The cynical view is that by increasing their skills, RNs have priced themselves out of a job. Strangely, it’s an accusation never hurled at any other profession.

Experienced RNs have seen the role of the EN expand from strictly limited duties under direct supervision to almost everything an RN does except carry the locked drug keys, and they have seen the numbers of ENs at ward level grow accordingly, while RN numbers have shrunk. It seems likely that trend will continue. As RNs move to supervisory or specialist consultant roles, there will be even fewer RNs at the bedside.

It’s already an old argument that patient care is being compromised in the cause of saving money.

Of increasing concern to RNs is that under the existing system they are held responsible for mistakes made by ENs, such as medication errors. A lone RN in charge of several less-educated staff has only one pair of eyes.

It’s not the EN’s fault – they are given too much responsibility and don’t have the knowledge to apply to their tasks – but it’s the RN who ends up in court.

Then again, from many an EN’s point of view, university-trained nurses too often avoid the bedside; as if making beds and taking obs is beneath them.

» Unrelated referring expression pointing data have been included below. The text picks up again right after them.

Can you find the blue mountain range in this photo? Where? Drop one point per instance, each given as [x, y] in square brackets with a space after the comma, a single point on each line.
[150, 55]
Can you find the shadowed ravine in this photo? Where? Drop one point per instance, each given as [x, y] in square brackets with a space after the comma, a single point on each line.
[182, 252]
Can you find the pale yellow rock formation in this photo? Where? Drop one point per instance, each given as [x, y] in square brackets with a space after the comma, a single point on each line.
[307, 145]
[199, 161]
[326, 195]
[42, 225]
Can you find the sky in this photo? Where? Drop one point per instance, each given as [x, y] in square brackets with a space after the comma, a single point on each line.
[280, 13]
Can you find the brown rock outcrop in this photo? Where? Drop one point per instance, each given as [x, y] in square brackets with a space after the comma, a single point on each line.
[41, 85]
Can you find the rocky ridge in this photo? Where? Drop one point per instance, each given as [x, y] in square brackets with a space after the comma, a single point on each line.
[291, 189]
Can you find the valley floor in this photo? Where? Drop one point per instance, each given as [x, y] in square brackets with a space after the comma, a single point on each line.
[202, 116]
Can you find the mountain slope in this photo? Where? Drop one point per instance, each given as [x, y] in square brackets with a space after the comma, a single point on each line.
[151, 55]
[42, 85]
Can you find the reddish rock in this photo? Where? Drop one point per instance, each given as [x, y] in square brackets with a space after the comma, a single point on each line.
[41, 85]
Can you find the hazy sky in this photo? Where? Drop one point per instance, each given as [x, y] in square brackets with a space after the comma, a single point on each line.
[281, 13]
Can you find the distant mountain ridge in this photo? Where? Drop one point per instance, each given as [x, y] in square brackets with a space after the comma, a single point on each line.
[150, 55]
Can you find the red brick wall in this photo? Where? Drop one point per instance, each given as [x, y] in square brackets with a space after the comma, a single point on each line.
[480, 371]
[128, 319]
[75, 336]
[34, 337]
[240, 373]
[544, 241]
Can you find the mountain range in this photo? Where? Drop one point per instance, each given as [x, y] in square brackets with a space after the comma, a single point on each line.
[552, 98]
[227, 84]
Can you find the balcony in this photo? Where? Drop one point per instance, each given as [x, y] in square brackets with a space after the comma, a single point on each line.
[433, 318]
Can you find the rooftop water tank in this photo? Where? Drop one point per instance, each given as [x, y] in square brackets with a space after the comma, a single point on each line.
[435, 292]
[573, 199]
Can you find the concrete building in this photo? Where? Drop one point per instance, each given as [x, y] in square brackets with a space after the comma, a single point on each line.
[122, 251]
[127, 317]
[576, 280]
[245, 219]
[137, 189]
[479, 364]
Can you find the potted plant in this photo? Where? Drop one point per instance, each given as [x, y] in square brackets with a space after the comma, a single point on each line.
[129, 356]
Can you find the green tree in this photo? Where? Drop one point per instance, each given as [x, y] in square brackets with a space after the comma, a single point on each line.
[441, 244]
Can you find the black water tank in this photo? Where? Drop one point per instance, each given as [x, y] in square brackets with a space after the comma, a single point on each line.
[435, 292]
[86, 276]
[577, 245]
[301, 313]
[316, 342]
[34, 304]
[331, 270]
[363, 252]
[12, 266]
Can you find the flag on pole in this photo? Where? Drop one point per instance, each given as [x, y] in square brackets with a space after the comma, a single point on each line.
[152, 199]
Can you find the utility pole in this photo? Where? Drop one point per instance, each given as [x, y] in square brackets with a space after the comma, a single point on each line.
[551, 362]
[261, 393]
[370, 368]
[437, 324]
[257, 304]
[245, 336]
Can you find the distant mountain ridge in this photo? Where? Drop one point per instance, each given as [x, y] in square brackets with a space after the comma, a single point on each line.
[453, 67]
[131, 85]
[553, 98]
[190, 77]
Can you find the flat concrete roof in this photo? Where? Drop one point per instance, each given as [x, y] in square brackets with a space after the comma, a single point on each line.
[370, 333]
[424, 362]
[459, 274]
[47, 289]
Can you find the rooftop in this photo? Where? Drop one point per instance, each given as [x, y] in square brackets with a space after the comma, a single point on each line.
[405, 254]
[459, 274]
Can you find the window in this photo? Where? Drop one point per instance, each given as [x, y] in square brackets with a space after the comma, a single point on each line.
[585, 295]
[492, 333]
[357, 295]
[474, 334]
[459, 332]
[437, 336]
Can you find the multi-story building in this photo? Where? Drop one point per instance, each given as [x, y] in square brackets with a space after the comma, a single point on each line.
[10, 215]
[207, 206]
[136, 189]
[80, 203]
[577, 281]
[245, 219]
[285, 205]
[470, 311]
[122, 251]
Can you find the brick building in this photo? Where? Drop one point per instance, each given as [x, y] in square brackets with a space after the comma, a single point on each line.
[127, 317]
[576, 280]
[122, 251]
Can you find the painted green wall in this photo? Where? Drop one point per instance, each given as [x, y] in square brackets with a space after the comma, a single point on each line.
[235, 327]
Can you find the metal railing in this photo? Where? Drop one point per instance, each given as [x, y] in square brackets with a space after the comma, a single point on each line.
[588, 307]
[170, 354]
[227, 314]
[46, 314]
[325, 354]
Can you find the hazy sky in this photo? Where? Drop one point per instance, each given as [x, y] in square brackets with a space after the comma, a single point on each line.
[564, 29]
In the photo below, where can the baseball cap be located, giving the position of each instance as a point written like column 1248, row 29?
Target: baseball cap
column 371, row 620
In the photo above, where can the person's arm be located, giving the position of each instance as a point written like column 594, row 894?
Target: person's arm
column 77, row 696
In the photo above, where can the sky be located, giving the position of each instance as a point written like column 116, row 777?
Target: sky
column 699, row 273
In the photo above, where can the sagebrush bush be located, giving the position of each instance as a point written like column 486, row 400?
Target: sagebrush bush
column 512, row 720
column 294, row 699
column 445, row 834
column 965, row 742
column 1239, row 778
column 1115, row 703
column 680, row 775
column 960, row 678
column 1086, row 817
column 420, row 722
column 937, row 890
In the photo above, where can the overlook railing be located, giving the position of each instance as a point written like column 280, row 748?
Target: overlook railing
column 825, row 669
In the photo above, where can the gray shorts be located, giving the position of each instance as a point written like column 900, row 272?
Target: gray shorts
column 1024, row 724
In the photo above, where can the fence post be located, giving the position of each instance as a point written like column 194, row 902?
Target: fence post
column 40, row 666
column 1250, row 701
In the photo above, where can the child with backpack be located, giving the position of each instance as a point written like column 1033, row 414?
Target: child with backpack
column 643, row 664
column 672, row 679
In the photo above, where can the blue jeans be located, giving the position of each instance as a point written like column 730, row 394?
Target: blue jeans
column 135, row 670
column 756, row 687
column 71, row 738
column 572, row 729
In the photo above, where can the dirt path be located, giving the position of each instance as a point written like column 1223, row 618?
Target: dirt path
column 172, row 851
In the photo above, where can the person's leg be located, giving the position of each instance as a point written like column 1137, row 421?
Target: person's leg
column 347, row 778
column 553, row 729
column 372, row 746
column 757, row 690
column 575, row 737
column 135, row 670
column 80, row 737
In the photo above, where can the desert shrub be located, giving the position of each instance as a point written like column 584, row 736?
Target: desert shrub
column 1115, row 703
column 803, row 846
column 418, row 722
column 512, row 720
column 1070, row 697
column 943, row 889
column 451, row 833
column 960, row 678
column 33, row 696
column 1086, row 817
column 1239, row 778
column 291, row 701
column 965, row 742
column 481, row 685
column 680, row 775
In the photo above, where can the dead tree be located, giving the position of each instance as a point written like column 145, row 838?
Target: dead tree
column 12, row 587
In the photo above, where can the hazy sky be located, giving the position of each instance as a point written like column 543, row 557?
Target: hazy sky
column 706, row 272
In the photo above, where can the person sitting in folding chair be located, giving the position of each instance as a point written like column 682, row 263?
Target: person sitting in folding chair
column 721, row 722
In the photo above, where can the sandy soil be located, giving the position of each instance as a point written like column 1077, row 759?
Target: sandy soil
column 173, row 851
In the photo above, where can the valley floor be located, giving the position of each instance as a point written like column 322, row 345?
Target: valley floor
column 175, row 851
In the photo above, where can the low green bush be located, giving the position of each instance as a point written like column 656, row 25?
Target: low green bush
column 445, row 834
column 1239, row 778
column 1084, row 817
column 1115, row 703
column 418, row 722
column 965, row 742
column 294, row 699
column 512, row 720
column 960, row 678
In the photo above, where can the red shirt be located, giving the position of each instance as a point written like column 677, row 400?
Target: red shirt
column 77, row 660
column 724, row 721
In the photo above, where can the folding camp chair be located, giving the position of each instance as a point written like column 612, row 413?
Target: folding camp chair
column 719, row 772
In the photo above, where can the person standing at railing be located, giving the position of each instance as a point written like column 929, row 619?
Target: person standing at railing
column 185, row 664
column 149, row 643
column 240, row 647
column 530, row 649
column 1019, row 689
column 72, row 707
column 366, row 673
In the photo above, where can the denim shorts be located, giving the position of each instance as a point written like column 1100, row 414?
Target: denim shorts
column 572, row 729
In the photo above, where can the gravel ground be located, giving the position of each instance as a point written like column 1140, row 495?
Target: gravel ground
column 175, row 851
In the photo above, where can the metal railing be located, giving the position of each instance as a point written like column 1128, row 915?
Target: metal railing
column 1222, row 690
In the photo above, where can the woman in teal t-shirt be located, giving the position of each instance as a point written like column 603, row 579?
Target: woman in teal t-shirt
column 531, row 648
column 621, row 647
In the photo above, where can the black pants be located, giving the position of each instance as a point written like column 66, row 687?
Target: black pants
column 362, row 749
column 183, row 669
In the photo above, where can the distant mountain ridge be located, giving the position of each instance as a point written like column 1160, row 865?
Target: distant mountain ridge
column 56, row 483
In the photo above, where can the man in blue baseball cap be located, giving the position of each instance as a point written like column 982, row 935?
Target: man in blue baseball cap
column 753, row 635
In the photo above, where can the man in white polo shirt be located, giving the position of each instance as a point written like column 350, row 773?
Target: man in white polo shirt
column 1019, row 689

Clearly, as the Garling Report recommended, the system has to change. What’s needed, the report says, is teamwork focused on the patient; an end to traditional roles and professional jealousies.

To persist with a flawed template for patient care is to risk more lives. Florence Nightingale famously said, “The very first requirement in a hospital is that it should do the sick no harm.” Her dictum is as relevant now as it was then.

Caring for the sick is becoming more and more complicated. Healthcare budgets are tight and predicted to get tighter. Hospitals are understaffed and likely to remain so, for the foreseeable future at least. Yet while resources shrink, the need for care continues to rise.

As needs increase, the role of the nurse, at the bedside and beyond, will continue to evolve and diversify. On the career path, there will be more choices along the way, and with those choices a wider range of responsibilities.

And it seems that while the future for nursing will bring many more opportunities than ever before, nursing will also be more competitive, more challenging and more politicised than ever before.